I realised from a very early age that men cheat. I was 5 and Daniel with the dimples sat next to me in nursery. He would always scribble on my drawing paper during art and then give me half of his Samco chocolate milk at break time to make up for it (Yep! I’ve always liked bad boys). He was my first love. Who knows, we could have been married by now with little dimpled children running around if I hadn’t seen him giving his chocolate milk to that play ground hussy Tanwa. For goodness sake the girl didn’t even wear matching hair bands. I always had matching hair bands and socks too(Thanks Mum). Anyway, needless to say our chocolate milk affair came grinding to a halt. Any attempts by him to scribble on my drawing paper after that was met by banshee like screaming until Miss had to move his seat over to the other side of the room. He would throw little heart broken glances my way but I refused to acknowledge them as he had committed the greatest crime known to the fairer sex. He had shown interest in a girl other than me and I was not the forgiving type.
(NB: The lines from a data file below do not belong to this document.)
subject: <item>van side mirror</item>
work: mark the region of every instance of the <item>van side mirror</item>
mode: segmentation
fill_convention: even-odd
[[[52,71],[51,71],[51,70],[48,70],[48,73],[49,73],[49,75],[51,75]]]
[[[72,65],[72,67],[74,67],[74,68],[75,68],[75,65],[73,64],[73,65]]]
As I grew up there were other Daniels and sometimes there might even have been other Tanwa’s but I always reacted the same way when things weren’t going my way... I left. I would slam the door on that relationship humming under my breathe “You abandoned me; Love don’t live here anymore”. I would pack all my emotional baggage from each crappy relationship and move on to the next. The only problem with dragging all my issues with me was that I was always waiting for the poor guy to fail. Bags packed, I was just counting the days until he slipped up so I could go storming out of the relationship guns blazing, moaning to world that love had failed me again. I was so determined not to get taken for mug paranoia would kick in. Every call he got was from a girl. Every 5 minutes he was late was because he’d been in some woman’s arms. I would look for cracks where there were no cracks and if I couldn’t find any I would chip way with my insecurity chisel until I made a great big hole. Pretty soon the guy would get tired of my 3 am surprise visits just to tell him I miss him when all I really wanted to do was make sure he was alone. I would be yanking strands of hair off any woman he introduced as his cousin, sister or mother so I could get it DNA tested. NO MAN WAS GOING TO MAKE FOOL OUT OF MENA!!! Yes I was obviously in the first stages of madness but then I just thought I was hard.
Now that I’m one of the great unwashed I have a lot of time to ponder these deep emotional issues and I’m wondering if daddy dearest was right? He once told me all men cheat. He said what you need to ask myself is “Do you throw away a relationship you’ve worked on over wounded pride and broken trust or do you stick with it”? He told me that if he’s actually sorry for what he’s done then you need to weigh all the good against that one bad thing and figure out if all the good is worth giving up. He told me that I needed to learn to forgive or that I was going to be a very lonely woman. I can see where my dad is coming from and I’ve even tried applying his principles but you know the saying “You can forgive but you can’t forget”? Well who ever came up with that saying was absolutely right and therein lies my problem. At what stage in a relationship do I stop forgiving, kick his ass to the kerb and try to forget about him instead?
There used to be a man in my life who, lets just say he did a lot of stuff that I could neither forgive nor forget. So we went our separate ways. Fast forward to a couple of years later and he says he’s a whole new human being. I’ve forgiven him because hey I’m all holy and 10 commandments abiding now. He says he’s changed and sometimes it looks like he has. Sometimes he’s so good I shell out a mini fortune on wedding magazines and start thinking of baby names. Sometime he pisses me of so much I take a walk round my backyard to figure out where I can bury his body when I’m done chopping him up into little pieces. However regardless of if he’s being good or bad, the major problem is that I can’t forget the past. So in the midst of all the do I or don’t I take him back lies the disturbing fact that no matter how much you can forgive another human being the shadow of the hurt they caused you will always cloud your relationship.
So really what’s the point of even bothering if:-
I’m always going to think he’s lying before I think he’s telling the truth.
I’m always going to think he’s cheating when he comes in late or doesn’t pick up his phone.
I’m always going to wonder if he means it when he says he loves me.
I don’t get how other people do it? How on earth do they carry on when someone betrays their trust in a relationship? Is there some compartment in their brains where the store all the bad stuff to make way for the good? Because I sure can’t find mine. “So walk away” you say. “No point sending yourself to the loony bin worrying about stuff he might do because he’s done it before. If you can’t handle the heat Mena, We suggest you get out of the kitchen”. That’s easy for you lot to say but the problem is that how often is Mena going to walk away? So what do? Paint over all the bad memories and try to give this new and improved relationship a fair go or just accept the fact that my decision all those years ago was the right one and keep on dragging my now massive case of insecurities down life’s lonely highway?